Facing the music
1 JANUARY 2003
Yesterday the Education, Science and Training Minister, Julie Bishop, announced the federal government will hold a National Music Workshop in August, in response to the National Review of School Music Education findings. Dr Christopher Klopper has taken on board the findings of the Review and in just a few months reinvigorated music teaching at the Charles Sturt University.
“Every child in this country has no less a right to learn how to play a musical instrument than they do to learn to read, write, count and communicate,” said the then Minister for Education, Dr Brendan Nelson, upon the release of the National Review of School Music Education late last year. The review found that school music education in Australia was of inconsistent quality, was not equally available in all schools across the country, and suffered from a perceived lower ‘value’ and status.
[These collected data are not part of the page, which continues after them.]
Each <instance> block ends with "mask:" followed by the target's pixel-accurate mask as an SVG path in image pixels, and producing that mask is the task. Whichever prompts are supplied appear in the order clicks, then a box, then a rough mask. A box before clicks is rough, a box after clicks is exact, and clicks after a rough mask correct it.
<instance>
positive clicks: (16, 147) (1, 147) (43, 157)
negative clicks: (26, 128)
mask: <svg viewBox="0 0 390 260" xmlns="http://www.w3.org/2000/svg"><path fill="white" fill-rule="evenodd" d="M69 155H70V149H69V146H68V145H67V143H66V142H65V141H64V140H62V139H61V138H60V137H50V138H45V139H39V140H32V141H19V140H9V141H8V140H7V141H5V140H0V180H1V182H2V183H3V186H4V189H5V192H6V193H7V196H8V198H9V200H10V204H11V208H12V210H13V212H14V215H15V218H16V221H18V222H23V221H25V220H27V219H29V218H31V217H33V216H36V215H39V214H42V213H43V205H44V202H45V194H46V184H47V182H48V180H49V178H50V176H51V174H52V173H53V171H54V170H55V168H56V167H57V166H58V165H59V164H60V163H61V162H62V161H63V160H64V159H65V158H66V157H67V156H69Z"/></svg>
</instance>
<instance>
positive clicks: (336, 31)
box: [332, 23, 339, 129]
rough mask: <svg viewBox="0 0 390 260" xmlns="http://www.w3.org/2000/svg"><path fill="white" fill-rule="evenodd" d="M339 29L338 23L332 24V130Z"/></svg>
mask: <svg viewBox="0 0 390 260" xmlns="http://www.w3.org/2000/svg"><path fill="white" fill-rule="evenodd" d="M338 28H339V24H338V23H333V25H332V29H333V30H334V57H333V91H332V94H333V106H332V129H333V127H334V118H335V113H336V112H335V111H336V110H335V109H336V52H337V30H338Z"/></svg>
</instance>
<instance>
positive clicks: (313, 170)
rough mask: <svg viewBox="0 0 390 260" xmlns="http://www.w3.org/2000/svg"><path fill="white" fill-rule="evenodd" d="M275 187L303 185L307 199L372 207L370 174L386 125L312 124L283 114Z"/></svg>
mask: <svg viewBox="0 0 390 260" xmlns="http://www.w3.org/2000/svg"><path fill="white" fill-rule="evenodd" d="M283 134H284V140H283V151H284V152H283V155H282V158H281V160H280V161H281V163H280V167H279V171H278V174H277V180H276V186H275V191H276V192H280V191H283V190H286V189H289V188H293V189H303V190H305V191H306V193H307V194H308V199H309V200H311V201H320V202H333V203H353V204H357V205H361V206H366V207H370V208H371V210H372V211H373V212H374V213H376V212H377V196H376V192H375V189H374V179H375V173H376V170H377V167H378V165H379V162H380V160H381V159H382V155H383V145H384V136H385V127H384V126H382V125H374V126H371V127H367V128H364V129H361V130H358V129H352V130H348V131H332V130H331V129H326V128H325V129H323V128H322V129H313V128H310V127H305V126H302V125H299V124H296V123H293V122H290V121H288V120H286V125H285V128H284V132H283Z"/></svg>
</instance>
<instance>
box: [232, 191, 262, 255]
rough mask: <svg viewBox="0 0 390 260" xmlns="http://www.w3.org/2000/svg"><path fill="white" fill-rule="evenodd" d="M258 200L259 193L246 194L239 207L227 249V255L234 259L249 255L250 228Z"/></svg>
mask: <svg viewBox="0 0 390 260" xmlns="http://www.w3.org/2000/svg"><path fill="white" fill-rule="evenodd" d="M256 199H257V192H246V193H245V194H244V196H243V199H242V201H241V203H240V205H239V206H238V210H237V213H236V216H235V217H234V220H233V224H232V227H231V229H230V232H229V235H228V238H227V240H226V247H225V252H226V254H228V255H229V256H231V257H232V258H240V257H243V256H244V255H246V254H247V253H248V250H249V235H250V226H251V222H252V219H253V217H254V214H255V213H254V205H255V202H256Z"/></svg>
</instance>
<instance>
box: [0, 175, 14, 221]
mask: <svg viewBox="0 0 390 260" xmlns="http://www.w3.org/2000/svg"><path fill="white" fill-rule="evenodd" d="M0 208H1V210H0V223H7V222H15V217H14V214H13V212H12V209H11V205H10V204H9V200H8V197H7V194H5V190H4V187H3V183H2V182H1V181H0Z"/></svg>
Julie Bishop took over the Education, Science and Training portfolio two months after the Review’s findings. She says school music education remains a priority under the Australian Government’s $139 million Quality Teaching Programme. This week she announced the federal government will hold a National Music Workshop in August in a further step towards enhancing music education in Australian schools.
“Improving music education requires a collaborative effort. Music education engages multiple skills, can connect with all children regardless of socio-economic background, and provides excellent opportunities for young people, including those most at risk, to reach for and attain higher levels of achievement,” Minister Bishop said.
Last year, Charles Sturt University (CSU) held a world-wide search for a new Music lecturer to work in the School of Teacher Education. In just a few months Dr Christopher Klopper has taken on board the findings of the Review and reinvigorated music teaching at the University.
“One way to address some of the shortcomings that have been pointed out to us in this report is to create a culture of making music. We have a choir going now for students and staff, we have revived the piano lab, and I’ve been able to start a students and musicians club.”
It was studying traditional music in his native South Africa that led Dr Klopper to this strong personal philosophy of creating a culture of music for all to participate in. “In African and Australian Indigenous music, it is a part of life. It’s a natural, integral, humanised social event.
“The arts and music affect the mind, the body and the soul. I call it the CCI analysis. I look at the context, whether socio-political, religious, or cultural. Then I identify how the concepts of that culture is portrayed in the music. And there’s the intangible. In African and Aboriginal music there is a large emphasis placed on the metaphysical, as opposed to the physical.”
Senator the Hon. Rod Kemp, Minister for the Arts and Sport, says “the combination of creative arts and education helps to improve problem solving skills, team skills, self confidence and self esteem”. Dr Klopper agrees. He says interpreting the launguage that is music is a form of problem solving. Performing music develops self-confidence and self-esteem, learning music helps reading and comprehension, while playing music together in a band or an orchestra fosters team spirit. And, he says, “in a time of instant gratification what our young generation needs is the self-discipline which you get from learning an instrument”.
Dr Klopper says every primary and early childhood teacher education student who comes through CSU will be taught to play an instrument. “We certainly can address that right of every child to play an instrument, and build up a music-making culture. And we can do that through training our students.
“We are so worried about literacy and numeracy, science and technology, but if we want great mathematicians and scientists, we have to provide the opportunity to young children to unleash and unlock their creativity.”